From: "Paul E. McKenney" <paulmck@linux.vnet.ibm.com>
To: Mathieu Desnoyers <mathieu.desnoyers@polymtl.ca>
Cc: linux-kernel@vger.kernel.org, mingo@elte.hu,
laijs@cn.fujitsu.com, dipankar@in.ibm.com,
akpm@linux-foundation.org, josh@joshtriplett.org,
dvhltc@us.ibm.com, niv@us.ibm.com, tglx@linutronix.de,
peterz@infradead.org, rostedt@goodmis.org,
Valdis.Kletnieks@vt.edu, dhowells@redhat.com,
eric.dumazet@gmail.com
Subject: Re: [PATCH tip/core/rcu 08/10] rcu: Add a TINY_PREEMPT_RCU
Date: Mon, 16 Aug 2010 14:32:00 -0700 [thread overview]
Message-ID: <20100816213200.GK2388@linux.vnet.ibm.com> (raw)
In-Reply-To: <20100816191947.GA970@Krystal>
On Mon, Aug 16, 2010 at 03:19:47PM -0400, Mathieu Desnoyers wrote:
> * Paul E. McKenney (paulmck@linux.vnet.ibm.com) wrote:
> > On Mon, Aug 16, 2010 at 11:07:37AM -0400, Mathieu Desnoyers wrote:
> > > * Paul E. McKenney (paulmck@linux.vnet.ibm.com) wrote:
> > > [...]
> > > > +
> > > > +/*
> > > > + * Tiny-preemptible RCU implementation for rcu_read_unlock().

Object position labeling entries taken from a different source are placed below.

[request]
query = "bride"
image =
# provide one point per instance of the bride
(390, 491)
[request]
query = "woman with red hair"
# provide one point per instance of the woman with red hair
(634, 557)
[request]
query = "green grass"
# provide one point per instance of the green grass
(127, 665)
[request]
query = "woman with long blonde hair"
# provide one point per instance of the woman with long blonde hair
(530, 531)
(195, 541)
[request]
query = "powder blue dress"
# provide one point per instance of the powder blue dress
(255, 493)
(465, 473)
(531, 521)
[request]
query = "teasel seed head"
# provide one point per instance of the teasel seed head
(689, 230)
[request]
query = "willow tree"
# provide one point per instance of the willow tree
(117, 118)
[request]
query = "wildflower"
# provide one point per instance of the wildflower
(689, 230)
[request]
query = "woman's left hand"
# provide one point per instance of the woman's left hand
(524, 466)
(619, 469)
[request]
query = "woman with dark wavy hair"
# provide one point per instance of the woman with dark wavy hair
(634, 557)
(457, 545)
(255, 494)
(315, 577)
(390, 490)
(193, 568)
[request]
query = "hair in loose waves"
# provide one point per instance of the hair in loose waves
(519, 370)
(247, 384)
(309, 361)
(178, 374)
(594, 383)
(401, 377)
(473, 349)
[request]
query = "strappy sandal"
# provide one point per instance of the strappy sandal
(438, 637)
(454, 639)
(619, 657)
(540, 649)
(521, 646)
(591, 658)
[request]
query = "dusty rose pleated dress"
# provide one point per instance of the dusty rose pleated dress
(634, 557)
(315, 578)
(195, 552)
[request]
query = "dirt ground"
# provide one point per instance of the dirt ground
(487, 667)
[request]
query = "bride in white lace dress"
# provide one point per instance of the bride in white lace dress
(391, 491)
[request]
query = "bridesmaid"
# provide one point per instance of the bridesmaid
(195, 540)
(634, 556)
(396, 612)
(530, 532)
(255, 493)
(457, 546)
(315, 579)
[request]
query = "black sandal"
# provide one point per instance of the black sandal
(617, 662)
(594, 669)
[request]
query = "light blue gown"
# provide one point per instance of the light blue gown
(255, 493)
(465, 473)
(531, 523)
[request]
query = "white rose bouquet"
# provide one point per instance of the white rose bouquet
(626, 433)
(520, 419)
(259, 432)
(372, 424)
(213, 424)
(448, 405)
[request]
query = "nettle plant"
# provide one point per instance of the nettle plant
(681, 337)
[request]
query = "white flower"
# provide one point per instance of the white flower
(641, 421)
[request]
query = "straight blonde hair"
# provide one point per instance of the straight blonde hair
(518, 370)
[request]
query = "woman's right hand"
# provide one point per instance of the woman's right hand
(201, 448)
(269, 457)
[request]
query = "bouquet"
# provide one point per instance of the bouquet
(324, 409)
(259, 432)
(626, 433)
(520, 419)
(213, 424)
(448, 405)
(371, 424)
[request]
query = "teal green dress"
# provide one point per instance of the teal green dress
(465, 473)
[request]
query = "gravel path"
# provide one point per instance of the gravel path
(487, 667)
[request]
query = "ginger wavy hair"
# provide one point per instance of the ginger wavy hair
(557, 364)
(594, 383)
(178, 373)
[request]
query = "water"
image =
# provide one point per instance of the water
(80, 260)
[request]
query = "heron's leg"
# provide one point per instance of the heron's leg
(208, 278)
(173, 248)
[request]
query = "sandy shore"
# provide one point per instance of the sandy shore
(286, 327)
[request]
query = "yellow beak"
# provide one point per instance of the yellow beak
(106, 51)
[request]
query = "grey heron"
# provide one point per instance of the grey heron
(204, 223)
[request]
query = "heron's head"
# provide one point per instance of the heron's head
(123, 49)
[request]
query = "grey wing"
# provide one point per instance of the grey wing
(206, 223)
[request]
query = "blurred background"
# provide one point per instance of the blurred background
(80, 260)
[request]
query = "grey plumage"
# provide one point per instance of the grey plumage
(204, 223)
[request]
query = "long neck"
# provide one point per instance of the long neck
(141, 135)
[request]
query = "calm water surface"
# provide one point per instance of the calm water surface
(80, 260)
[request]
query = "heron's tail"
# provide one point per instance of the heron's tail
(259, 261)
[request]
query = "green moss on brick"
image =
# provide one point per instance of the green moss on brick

> > > > + * Decrement ->rcu_read_lock_nesting. If the result is zero (outermost
> > > > + * rcu_read_unlock()) and ->rcu_read_unlock_special is non-zero, then
> > > > + * invoke rcu_read_unlock_special() to clean up after a context switch
> > > > + * in an RCU read-side critical section and other special cases.
> > > > + */
> > > > +void __rcu_read_unlock(void)
> > > > +{
> > > > + struct task_struct *t = current;
> > > > +
> > > > + barrier(); /* needed if we ever invoke rcu_read_unlock in rcutiny.c */
> > > > + if (--t->rcu_read_lock_nesting == 0 &&
> > > > + unlikely(t->rcu_read_unlock_special))
> >
> > First, thank you for looking this over!!!
> >
> > > Hrm I think we discussed this in a past life, but would the following
> > > sequence be possible and correct ?
> > >
> > > CPU 0
> > >
> > > read t->rcu_read_unlock_special
> > > interrupt comes in, preempts. sets t->rcu_read_unlock_special
> > > <preempted>
> > > <scheduled back>
> > > iret
> > > decrement and read t->rcu_read_lock_nesting
> > > test both old "special" value (which we have locally on the stack) and
> > > detect that rcu_read_lock_nesting is 0.
> > >
> > > We actually missed a reschedule.
> > >
> > > I think we might need a barrier() between the t->rcu_read_lock_nesting
> > > and t->rcu_read_unlock_special reads.
> >
> > You are correct -- I got too aggressive in eliminating synchronization.
> >
> > Good catch!!!
> >
> > I added an ACCESS_ONCE() to the second term of the "if" condition so
> > that it now reads:
> >
> > if (--t->rcu_read_lock_nesting == 0 &&
> > unlikely((ACCESS_ONCE(t->rcu_read_unlock_special)))
> >
> > This prevents the compiler from reordering because the ACCESS_ONCE()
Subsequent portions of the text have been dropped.